Читаем Ожерелье планет Эйкумены.Том 1 полностью

Любов застал только самый конец. Он снова вспомнил крики, вспомнил, как опрометью бежал по Главной улице под палящим солнцем, вспомнил пыль, плотное людское кольцо... Драка длилась минут пять — долгое время, если дерутся насмерть. Когда Любов подбежал к ним, Селвер, ослепленный собственной кровью, был уже игрушкой в руках Дэвидсона, но все-таки он встал и снова бросился на капитана — не в яростном безумии, но с холодным бесстрашием полного отчаяния. Он падал и вставал. И, напуганный этим страшным упорством, обезумел от ярости Дэвидсон — швырнув Селвера на землю ударом в скулу, он шагнул вперед и поднял ногу в тяжелом ботинке, чтобы размозжить ему голову. И вот в эту секунду в круг ворвался Любов. Он остановил Дэвидсона — человек десять, с интересом наблюдавшие за дракой, успели устать от этого избиения и поддержали Любова. С тех пор он возненавидел Дэвидсона, а Дэвидсон возненавидел его, потому что он встал между убийцей и смертью убийцы.

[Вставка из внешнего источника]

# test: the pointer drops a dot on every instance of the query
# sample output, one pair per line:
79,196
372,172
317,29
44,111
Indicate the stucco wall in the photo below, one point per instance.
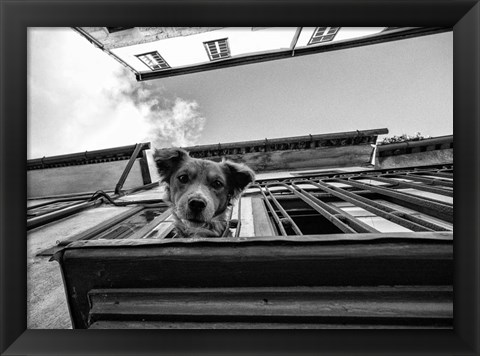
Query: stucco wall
415,159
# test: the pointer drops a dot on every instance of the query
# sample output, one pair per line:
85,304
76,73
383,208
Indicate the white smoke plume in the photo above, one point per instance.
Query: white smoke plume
173,122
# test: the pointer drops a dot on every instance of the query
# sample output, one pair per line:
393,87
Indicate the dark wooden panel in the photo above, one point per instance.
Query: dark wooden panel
129,324
410,305
257,263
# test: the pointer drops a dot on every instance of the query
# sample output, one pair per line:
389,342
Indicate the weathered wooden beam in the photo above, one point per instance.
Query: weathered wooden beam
405,305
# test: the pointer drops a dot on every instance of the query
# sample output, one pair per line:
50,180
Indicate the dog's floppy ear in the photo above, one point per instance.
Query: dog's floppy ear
168,160
239,176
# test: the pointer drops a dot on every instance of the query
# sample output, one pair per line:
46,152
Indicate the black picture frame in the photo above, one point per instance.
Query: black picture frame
16,16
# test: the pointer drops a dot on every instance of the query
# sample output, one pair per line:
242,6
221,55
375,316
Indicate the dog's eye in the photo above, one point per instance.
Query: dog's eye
217,184
183,178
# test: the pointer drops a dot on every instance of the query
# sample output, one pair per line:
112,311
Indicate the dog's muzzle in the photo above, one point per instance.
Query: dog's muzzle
196,205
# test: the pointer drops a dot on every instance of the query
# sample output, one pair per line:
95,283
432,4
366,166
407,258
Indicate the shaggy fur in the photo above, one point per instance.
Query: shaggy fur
200,191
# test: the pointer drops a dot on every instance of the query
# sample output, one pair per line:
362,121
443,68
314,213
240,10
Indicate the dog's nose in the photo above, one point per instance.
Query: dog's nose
196,204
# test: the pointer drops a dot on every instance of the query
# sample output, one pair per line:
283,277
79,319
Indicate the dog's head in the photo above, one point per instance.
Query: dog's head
200,189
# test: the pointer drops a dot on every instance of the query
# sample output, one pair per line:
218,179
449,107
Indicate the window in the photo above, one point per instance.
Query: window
323,34
217,49
153,60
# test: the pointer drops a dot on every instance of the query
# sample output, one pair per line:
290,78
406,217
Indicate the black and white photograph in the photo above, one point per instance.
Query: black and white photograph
240,178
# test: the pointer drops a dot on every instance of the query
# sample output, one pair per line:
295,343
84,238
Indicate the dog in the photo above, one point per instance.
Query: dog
200,191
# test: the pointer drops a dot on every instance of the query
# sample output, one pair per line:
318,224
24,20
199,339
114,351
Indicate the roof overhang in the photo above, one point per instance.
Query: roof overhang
294,50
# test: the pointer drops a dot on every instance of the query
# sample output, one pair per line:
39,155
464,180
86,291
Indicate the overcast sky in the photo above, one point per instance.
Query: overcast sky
81,99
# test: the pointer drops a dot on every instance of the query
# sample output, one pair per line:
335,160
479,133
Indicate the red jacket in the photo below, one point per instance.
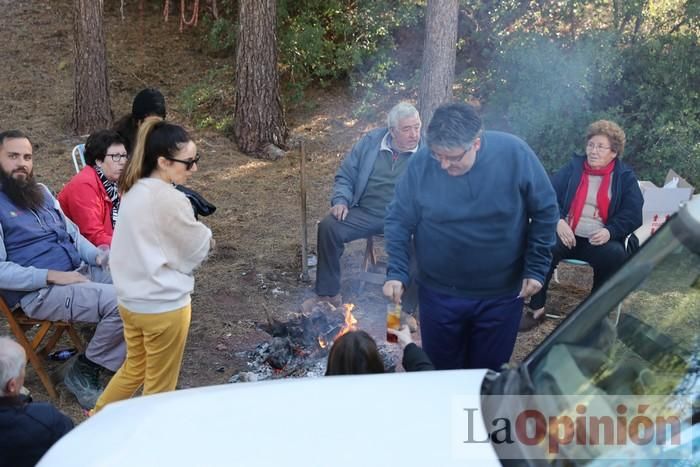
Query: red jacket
85,201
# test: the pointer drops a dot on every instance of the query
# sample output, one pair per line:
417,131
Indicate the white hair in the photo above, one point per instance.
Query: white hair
12,361
398,112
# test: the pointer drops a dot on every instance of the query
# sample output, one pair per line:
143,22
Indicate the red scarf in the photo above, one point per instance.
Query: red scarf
602,198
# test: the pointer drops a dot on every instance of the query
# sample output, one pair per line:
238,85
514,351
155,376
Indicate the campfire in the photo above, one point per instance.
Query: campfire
299,347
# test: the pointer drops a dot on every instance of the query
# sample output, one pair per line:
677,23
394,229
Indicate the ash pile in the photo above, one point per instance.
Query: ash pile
299,347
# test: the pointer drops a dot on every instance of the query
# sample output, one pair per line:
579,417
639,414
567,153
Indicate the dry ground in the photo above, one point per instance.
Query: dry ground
254,271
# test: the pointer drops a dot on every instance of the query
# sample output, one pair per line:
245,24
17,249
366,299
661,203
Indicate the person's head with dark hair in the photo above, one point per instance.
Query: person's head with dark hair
454,137
148,102
605,141
17,170
106,150
163,150
354,353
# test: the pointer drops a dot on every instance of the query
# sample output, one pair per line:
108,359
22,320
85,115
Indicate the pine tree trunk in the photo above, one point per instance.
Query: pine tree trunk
91,104
439,54
259,126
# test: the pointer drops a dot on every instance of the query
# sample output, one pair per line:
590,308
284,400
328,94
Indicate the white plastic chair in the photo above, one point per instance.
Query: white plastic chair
78,155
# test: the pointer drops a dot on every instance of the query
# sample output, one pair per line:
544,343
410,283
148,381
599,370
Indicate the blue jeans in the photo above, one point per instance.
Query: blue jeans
460,332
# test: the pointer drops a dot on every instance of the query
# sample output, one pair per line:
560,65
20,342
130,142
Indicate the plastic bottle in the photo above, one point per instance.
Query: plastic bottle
63,354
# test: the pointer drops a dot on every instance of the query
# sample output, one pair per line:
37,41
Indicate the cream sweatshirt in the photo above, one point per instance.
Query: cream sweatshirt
157,244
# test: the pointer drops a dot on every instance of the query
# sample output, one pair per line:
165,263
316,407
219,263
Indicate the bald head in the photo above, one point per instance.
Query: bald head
12,362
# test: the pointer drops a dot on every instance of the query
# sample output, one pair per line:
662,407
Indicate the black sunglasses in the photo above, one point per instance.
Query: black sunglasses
188,164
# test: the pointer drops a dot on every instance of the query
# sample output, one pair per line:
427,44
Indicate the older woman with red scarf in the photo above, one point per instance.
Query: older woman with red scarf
600,204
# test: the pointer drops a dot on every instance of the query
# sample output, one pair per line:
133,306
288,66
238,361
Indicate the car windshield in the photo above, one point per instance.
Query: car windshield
636,337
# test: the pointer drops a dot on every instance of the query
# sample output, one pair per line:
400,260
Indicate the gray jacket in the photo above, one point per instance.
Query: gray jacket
16,277
353,173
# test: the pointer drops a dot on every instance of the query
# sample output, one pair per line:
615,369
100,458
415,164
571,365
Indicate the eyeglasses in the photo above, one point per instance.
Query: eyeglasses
596,147
118,157
451,159
188,163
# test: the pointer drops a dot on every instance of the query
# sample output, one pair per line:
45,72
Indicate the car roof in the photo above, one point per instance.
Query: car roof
389,419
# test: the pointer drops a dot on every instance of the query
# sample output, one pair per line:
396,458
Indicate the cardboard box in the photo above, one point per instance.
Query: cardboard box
660,203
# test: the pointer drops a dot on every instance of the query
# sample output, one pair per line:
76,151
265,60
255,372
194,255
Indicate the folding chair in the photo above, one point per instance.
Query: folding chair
78,156
369,265
21,324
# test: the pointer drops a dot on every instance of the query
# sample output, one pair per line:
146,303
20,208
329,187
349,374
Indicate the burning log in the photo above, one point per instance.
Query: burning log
299,346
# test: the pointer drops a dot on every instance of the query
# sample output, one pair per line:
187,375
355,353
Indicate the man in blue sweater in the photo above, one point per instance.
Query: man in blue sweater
483,214
364,185
51,271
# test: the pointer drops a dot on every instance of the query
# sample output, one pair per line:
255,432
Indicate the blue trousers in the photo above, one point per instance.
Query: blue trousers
459,332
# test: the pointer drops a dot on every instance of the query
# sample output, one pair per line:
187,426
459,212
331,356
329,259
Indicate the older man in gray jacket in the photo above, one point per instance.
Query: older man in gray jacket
364,186
52,271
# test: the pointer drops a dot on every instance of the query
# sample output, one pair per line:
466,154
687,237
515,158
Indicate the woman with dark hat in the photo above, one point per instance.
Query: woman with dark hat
148,102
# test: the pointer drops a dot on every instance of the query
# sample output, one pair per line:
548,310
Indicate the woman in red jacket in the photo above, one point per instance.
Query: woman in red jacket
91,198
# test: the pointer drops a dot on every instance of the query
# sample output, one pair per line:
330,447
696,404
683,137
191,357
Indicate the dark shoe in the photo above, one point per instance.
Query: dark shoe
83,381
528,321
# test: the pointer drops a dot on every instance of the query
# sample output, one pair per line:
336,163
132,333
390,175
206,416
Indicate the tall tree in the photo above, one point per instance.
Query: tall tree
91,105
439,54
259,126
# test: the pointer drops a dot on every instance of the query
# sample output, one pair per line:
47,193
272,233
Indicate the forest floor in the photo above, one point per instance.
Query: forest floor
254,271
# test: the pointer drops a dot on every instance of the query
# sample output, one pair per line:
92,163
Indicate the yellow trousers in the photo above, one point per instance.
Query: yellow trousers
155,344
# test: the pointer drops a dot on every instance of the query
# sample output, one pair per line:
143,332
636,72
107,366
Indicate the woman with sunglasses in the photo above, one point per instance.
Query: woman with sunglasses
156,247
600,205
91,198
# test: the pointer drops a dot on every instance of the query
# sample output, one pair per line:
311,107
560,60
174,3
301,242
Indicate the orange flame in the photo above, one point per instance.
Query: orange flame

Ибо убийство — это всегда самоубийство, но, в отличие от всех тех, кто кончает жизнь самоубийством, убийца всегда стремится убивать себя снова, и снова, и снова.

Любов подхватил Селвера на руки, почти не чувствуя его веса. Изуродованное лицо прижалось к его плечу, и кровь промочила рубашку насквозь. Он унес Селвера к себе в коттедж, перебинтовал его сломанную руку, обработал, как умел, раны на лице, уложил в собственную постель и ночь за ночью пытался разговаривать с ним, пытался разрушить стену горя и стыда, которой тот окружил себя. Конечно, все это было прямым нарушением правил и инструкций.

О правилах и инструкциях никто ему не напоминал. Зачем? Он и так знал, что в глазах офицеров колонии окончательно теряет всякое право на уважение.

До этого случая он старался не восстанавливать против себя штаб и протестовал только против явных жестокостей по отношению к аборигенам, стараясь убеждать, а не требовать, чтобы не утратить хотя бы той жалкой власти и влияния, какие были сопряжены с его должностью. Воспрепятствовать эксплуатации атшиян он не мог. Положение было гораздо хуже, чем он представлял себе, отправляясь сюда, когда в его распоряжении были только теоретические сведения. И от него зависело так мало! Его доклады департаменту и комиссии по соблюдению Колониального кодекса могли — после пятидесяти четырех лет пути туда и обратно — возыметь какое-то действие. Земля даже могла решить, что открытие Атши для колонизации было ошибкой. И уж лучше через пятьдесят четыре года, чем никогда! А если он восстановит против себя здешнее начальство, его доклады будут пропускать только частично или вовсе не пропускать, и тогда уж надежды не останется никакой.

Но теперь гнев заставил его забыть про тактику осторожности. К черту их всех, раз, по их мнению, заботясь о своем друге, он оскорбляет матушку-Землю и предает колонию! Если к нему прилипнет кличка Пискуний Приспешник, ему станет еще труднее защищать атшиян, но он был не в силах поставить теоретическую общую пользу выше спасения Селвера, который без него неминуемо погиб бы. Ценой предательства друга нельзя спасти никого. Дэвидсон, которого вмешательство Любова и синяки, полученные от Селвера, ввергли в совершенно необъяснимую ярость, твердил всем и каждому, что еще прикончит взбесившегося пискуна, и, несомненно, при первом удобном случае привел бы свою угрозу в исполнение. И Любов в течение двух недель не отходил от Селвера ни на минуту, а потом на вертолете увез его на западное побережье, в селение Бротер, где жили его родичи.